コラム

さてさて

牧師 飯田啓子

 先日、東京神学大学の卒業式がライブ配信されるというので、駿河の国から祈りを込めて中継を見ていました。式辞は芳賀力学長、祝辞は教団議長の雲然俊美牧師(秋田桜教会)と藤掛順一牧師(横浜指路教会)、祝祷は理事長の近藤勝彦牧師。画面越しでの対面でしたが、皆さん年齢が表に出るお年頃真っ最中だと思いました。ただ議長だけは相変わらず黒々とした御髪なので若々しく見えます。外側は衰えていきますが、彼らが衰えていないことは、その声で知ることが出来ます。

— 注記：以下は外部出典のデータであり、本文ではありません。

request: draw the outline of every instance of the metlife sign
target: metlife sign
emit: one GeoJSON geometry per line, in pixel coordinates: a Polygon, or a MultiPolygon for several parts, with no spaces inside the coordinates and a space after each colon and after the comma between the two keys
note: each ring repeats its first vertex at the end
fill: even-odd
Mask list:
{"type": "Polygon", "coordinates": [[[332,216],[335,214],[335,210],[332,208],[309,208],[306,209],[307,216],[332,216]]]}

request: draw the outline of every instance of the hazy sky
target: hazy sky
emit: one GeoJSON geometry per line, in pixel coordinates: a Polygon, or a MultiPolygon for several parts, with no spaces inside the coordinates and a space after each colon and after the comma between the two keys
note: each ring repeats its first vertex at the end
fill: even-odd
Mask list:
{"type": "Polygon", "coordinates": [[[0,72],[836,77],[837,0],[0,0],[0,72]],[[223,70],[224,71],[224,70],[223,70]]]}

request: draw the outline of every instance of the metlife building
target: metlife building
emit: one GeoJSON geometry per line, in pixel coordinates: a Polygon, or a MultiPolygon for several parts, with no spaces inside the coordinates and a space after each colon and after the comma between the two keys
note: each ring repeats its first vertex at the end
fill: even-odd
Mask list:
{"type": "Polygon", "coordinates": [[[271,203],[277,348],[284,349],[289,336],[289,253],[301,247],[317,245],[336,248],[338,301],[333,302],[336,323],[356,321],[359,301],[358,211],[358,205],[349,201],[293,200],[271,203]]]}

その声とは主への信頼の声でしょうか。
 声が若い。それは祝辞とその声が印象的だったからです。雲然先生は御自身の失敗と悔い改めの経験を「自分は正しく御言葉を語り、聖餐式を執行し、礼拝を 守っていることが 伝道になる
と信じていた。けれども伝道は神様の業。神様が用いてくださることを信じていなければ意味がないことを卒業してから何十年も経って知った」。   
 藤掛先生は「卒業生に御言葉を贈ります」と仰って第一ペトロ1章5節の御言葉を口にされました。その声にはこの御言葉そのものである主イエスへの信頼が満ちていました。
 主御自身が働く。その中で牧師も信徒も用いられる。この確信に至るまで牧師達は(わが身の反省を踏まえた上で)鍔(つば)迫(ぜ)り合い的な競争という背比べをしているだけではないのか。主の御前で立ち止まり、「神様、罪人のわたしを憐れんでください」と赦しを求め乞う、悔い改めの祈り告白を後回しにしている自分の貧しさを突き付けられ、そしてこの罪が十字架の主によって無罪放免にされている赦しを新しく確信します。
 伝道に用いられる者として、数で振り回そうとする時代の中に放り込まれる中で、問われているのは自分の正しさではなく、主御自身への信頼です。この質に立ち続けることです。数の視点からでも教会と神の関係、教会と教会の関係に割り込んでくる、賢いへびの手段。それに対応するのは、主に信頼をおくだけだという信仰と悔い改めです。
 気付かされた時、「罪人のわたしを憐れんでください」と赦しを求め、赦されて初めて、大きくなる。この大きくなった声を新しい歌として、声として主に向かって歌い献げていく。罪赦された者が一つところに召されて、罪赦してくださった神を礼拝する。天の希望を目指して進みたいと思います。